Effect of the post-9/11 security includes loss of privacy — and sovereignty

“The Canadian Charter of Rights and Freedoms is essentially null and void the instant you get to an airport”

By SPECIAL TO NUNATSIAQ NEWS

FRANCOIS SHALOM
Postmedis News

Aviation changed the world 10 years ago, which in turn changed aviation forever. The instant those hijacked planes slammed into their targets, airline security became synonymous with national security.

“It was the first time airliners were used as a weapon of armed destruction,” said Raymond Benjamin, secretary-general of Montreal’s International Civil Aviation Organization.

The fallout is a security regime that features bans on gels and liquids in the cabins, more and longer lineups as screening of passengers and their baggage intensified — including frisking or interrogations of the most unlikely subjects, and, in the U.S., full-body scans.

Last year spending on airport security worldwide rose to $7.5 billion US, said Pierre Jeanniot, former president of Air Canada and of Montreal’s International Air Transport Association — an added cost to your airline ticket.

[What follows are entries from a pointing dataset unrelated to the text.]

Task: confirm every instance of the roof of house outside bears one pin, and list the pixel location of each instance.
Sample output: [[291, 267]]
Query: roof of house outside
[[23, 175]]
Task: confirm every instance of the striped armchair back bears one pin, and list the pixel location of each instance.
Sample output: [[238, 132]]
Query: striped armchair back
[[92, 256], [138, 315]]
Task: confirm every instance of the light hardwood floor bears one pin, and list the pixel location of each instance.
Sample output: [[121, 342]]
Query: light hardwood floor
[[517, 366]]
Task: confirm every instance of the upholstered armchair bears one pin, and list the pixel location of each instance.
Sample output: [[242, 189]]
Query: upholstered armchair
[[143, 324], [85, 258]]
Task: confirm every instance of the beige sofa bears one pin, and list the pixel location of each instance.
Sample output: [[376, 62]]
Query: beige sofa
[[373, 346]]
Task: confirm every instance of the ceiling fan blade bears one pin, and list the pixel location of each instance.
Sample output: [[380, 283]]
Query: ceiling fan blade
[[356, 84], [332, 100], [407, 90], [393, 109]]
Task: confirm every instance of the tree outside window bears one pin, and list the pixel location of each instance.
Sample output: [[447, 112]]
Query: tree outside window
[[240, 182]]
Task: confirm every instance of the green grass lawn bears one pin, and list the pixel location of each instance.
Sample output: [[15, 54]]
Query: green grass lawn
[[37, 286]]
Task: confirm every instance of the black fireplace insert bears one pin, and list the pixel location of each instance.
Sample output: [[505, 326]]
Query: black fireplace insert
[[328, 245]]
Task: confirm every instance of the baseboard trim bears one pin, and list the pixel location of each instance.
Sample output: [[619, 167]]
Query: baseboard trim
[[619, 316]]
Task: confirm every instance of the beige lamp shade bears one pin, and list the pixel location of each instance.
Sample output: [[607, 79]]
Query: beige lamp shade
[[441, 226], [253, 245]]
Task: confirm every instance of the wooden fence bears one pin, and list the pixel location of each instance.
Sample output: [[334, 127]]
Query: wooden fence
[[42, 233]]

George Petsikas, an executive at Montreal’s Transat A.T., and president of the National Airlines Council of Canada, said 600,000 jobs in travel and tourism in Canada depend heavily on air travel.

“The danger is that people say ‘to heck with it, I can’t do this [airport hassle] thing any more, I’m gonna rebuild the porch instead.'” Hamilton points out that increased airline hassles can make other modes of transport more attractive.

One silver lining in the post-9/11 cloud has been a greater demand for more economical airplanes, said Hamilton. The result? Boeing Co.’s 787 Dreamliner, Airbus SA’s future A350 and Bombardier’s $3-billion CSeries program, a shot in the arm to Quebec’s economy.

Freeman, IATA and a host of other aviation players have said for years that it’s time to move past the 9-11 everyone-is-a-suspect mindset and adopt an assessment system at airports that gauges a flyer’s risk based on background checks.

But Mathieu Laroque, spokesman for the Canadian Air Transport Security Authority, which manages Canada’s airport security, said the impetus will have to come from government regulators, and governments will not move until international standards are adopted.

Another, less tangible, lasting effect of the post 9/11 security-is-everything mentality is the resulting loss of privacy — and sovereignty.

Canadians now flying over U.S. territory, however briefly, must submit to the Secure Flight program. This program requires Canadian airlines to submit their passenger lists to U.S. authorities, even though no Canadian law required such a thing. In fact, the Aeronautics Act that prohibited Canadian carriers from sharing information about their passengers was amended on March 23 to “permit air carriers to share information with the United States for flights that overfly the continental U.S.,” said Lisa Filipps, spokeswoman for Public Safety Canada.

“This approach continues to balance the privacy rights of travellers with the need for a safe and secure air transportation system.”

Doug Reid could not disagree more. The professor of strategy at Kingston’s Queen’s University’s School of Business said that in addition to the “horrid” experience, flyers, “sadly, are guilty until proven innocent.”

“The Canadian Charter of Rights and Freedoms is essentially null and void the instant you get to an airport,” Reid said. “For all intents and purposes, CATSA conduct illegal searches and they know it. CATSA people use contrivances to work around that. When they ask permission to look into your bag, they’re not being nice, they have to legally. If you object, they don’t let you get on the airplane, which is very insulting and quite ridiculous. Last time I looked, we still had the right to disagree.”

The question of whether the terrorists won is “stupid,” Reid said, “because what is ‘win’?” “But did they change the way we live? Absolutely,” including the diversion of many billions of dollars, “maybe trillions” into security and wars instead of health care, education or infrastructure.

“We aren’t enslaved as the terrorists would want — but there’s no question we are less free now than we were 10 years ago.”